INFO: Initializing package repository /Users/tamasnagy/.julia/v0.4
INFO: Cloning METADATA from git://github.com/JuliaLang/METADATA.jl
INFO: Updating METADATA...
INFO: Computing changes...
INFO: No packages to install, update or remove
$ julia
               _
   _       _ _(_)_     |  A fresh approach to technical computing
  (_)     | (_) (_)    |  Documentation: http://docs.julialang.org
   _ _   _| |_  __ _   |  Type "?help" for help.
  | | | | | | |/ _` |  |
  | | |_| | | | (_| |  |  Version 0.4.5 (2016-03-18 00:58 UTC)
 _/ |\__'_|_|_|\__'_|  |
|__/                   |  x86_64-apple-darwin15.4.0

julia> Pkg.add("StatsBase")
INFO: Installing BinDeps v0.4.1
INFO: Installing Compat v0.8.6
INFO: Installing Rmath v0.1.2
INFO: Installing SHA v0.2.0
INFO: Installing StatsBase v0.9.0
INFO: Installing StatsFuns v0.3.0
INFO: Installing URIParser v0.1.5
INFO: Building Rmath
INFO: Package database updated

julia> using StatsBase
INFO: Precompiling module StatsBase...

julia> Pkg.add("Distributions")
INFO: Installing Calculus v0.1.15
INFO: Installing Distributions v0.10.0
INFO: Installing PDMats v0.4.2
INFO: Building Rmath
INFO: Package database updated

julia> using Distributions
INFO: Precompiling module Distributions...
INFO: Recompiling stale cache file /Users/tamasnagy/.julia/lib/v0.4/Rmath.ji for module Rmath.
INFO: Recompiling stale cache file /Users/tamasnagy/.julia/lib/v0.4/StatsFuns.ji for module StatsFuns.
INFO: Recompiling stale cache file /Users/tamasnagy/.julia/lib/v0.4/StatsBase.ji for module StatsBase.
INFO: Recompiling stale cache file /Users/tamasnagy/.julia/lib/v0.4/Distributions.ji for module Distributions.
WARNING: Module Rmath uuid did not match cache file
  This is likely because module Rmath does not support  precompilation but is imported by a module that does.
ERROR: __precompile__(true) but require failed to create a precompiled cache file
 in require at /usr/local/Cellar/julia/0.4.5/lib/julia/sys.dylib
tkelman commented 8 years ago

Pkg check staleness

staleness check happens in using (actually require, which is also used by import), not Pkg

tlnagy commented 8 years ago

Thanks!
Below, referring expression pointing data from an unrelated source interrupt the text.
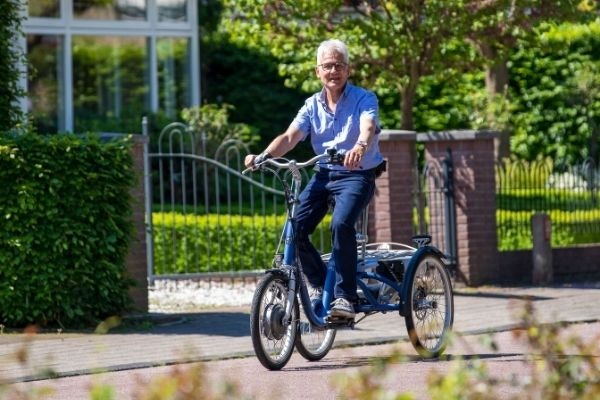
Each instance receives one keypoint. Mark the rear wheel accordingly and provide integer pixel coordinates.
(272, 338)
(313, 344)
(431, 307)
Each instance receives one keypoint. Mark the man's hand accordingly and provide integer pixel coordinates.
(249, 160)
(353, 158)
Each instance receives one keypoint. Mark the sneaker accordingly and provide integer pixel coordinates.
(315, 293)
(342, 308)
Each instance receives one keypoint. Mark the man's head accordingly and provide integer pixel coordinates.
(332, 64)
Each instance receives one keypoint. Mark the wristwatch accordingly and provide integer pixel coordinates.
(363, 144)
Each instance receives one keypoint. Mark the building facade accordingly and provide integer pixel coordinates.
(99, 65)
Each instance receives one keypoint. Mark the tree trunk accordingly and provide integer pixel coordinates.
(407, 101)
(496, 78)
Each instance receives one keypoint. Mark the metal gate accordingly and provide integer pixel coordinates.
(204, 218)
(434, 204)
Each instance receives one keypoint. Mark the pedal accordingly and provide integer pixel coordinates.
(339, 322)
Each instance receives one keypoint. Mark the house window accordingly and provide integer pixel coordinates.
(45, 81)
(131, 10)
(173, 74)
(44, 8)
(172, 10)
(110, 83)
(101, 65)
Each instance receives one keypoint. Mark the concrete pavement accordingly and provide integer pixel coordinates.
(224, 332)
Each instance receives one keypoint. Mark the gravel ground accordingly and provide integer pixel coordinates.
(190, 295)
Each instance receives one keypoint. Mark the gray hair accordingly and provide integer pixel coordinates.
(334, 45)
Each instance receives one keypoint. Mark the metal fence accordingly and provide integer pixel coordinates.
(569, 194)
(204, 217)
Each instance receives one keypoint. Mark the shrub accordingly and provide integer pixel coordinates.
(218, 243)
(66, 225)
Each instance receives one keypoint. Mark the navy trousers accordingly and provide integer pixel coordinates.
(351, 191)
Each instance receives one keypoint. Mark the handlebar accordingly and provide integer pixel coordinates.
(332, 156)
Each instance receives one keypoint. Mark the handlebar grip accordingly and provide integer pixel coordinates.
(335, 157)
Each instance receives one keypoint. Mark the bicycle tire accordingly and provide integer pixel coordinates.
(431, 307)
(313, 344)
(272, 341)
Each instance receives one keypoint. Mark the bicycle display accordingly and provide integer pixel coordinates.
(413, 281)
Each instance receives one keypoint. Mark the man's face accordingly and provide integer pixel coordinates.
(333, 71)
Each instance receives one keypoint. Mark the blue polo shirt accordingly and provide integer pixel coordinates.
(340, 130)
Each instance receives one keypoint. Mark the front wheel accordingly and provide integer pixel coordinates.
(272, 338)
(431, 307)
(313, 344)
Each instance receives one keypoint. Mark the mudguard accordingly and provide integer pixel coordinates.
(409, 275)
I updated the original post.

stevengj commented 8 years ago

I see, the problem here is that the timestamp has changed because Pkg.build("Rmath") regenerates its deps.jl file, but the code hasn't actually changed so the rebuild (which triggers #12508) is not actually needed.
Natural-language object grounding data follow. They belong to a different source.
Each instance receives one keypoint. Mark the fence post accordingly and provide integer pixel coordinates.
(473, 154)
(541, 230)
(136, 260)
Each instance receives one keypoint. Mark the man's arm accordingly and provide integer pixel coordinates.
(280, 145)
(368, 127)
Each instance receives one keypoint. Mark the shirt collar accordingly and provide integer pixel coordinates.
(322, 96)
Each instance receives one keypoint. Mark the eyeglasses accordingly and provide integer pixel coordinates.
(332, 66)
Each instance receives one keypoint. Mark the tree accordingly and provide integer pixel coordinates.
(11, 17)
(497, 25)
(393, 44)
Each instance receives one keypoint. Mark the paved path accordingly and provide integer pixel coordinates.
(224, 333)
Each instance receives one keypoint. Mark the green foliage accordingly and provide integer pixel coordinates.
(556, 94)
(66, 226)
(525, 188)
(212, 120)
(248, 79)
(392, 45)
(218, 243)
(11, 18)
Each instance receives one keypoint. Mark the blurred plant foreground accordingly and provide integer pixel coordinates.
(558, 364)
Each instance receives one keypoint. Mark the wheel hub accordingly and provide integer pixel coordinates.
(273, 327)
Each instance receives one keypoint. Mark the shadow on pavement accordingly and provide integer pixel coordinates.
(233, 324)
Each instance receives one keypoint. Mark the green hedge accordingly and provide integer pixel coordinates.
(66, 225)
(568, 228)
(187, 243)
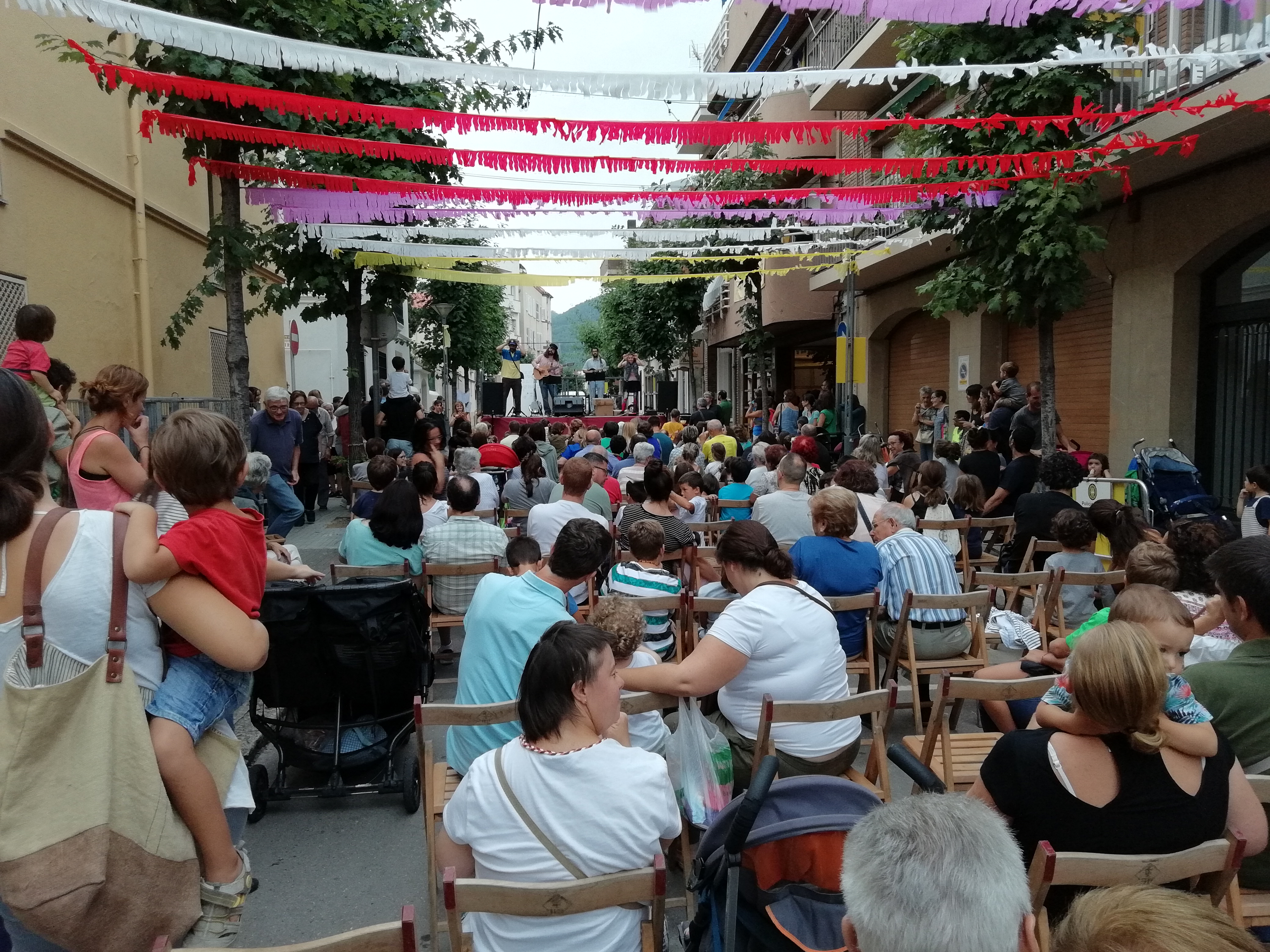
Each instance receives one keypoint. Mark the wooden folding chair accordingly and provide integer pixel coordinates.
(957, 757)
(962, 527)
(1250, 908)
(865, 664)
(372, 572)
(1017, 586)
(435, 570)
(388, 937)
(877, 704)
(1211, 866)
(549, 899)
(903, 655)
(1050, 620)
(440, 781)
(643, 702)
As a workaround, @BinDeps.install could overwrite the deps.jl file only if it has changed.

tkelman commented 8 years ago

that was a workaround I suggested in the StatsBase issue, but I think this could happen for other reasons and might be good for making .ji files easier to redistribute, if the checksum is cheap enough. x-ref https://github.com/JuliaLang/julia/pull/12458#issuecomment-129859137

vchuravy commented 8 years ago

Making staleness depend on the hash would be great for users who work on distributed system (supercomputers and such). @andreasnoack and I have been running into problems sometimes.

stevengj commented 8 years ago

Here is a nice-looking hardware-accelerated BSD-licensed CRC32c implementation in C by Mark Adler: http://stackoverflow.com/questions/17645167/implementing-sse-4-2s-crc32c-in-software/1

stevengj commented 8 years ago

And here is a benchmark of different CRC routines, concluding that Adler's routine is pretty much the fastest.

vtjnash commented 8 years ago

I've always been fairly against doing this with checksums. I agree there needs to be more development here, but I haven't been able to develop a complete proposal yet to address these and other similar issues.

stevengj commented 8 years ago

@vtjnash, doing if !timestamps_match && !checksums_match then regenerate_cache seems like a strict improvement over if !timestamps_match (if the time for the checksum is negligible, which seems likely), by reducing the chance of false positives. What is the nature of your objection?

stevengj commented 8 years ago

Should this be closed in light of the discussion at #18127?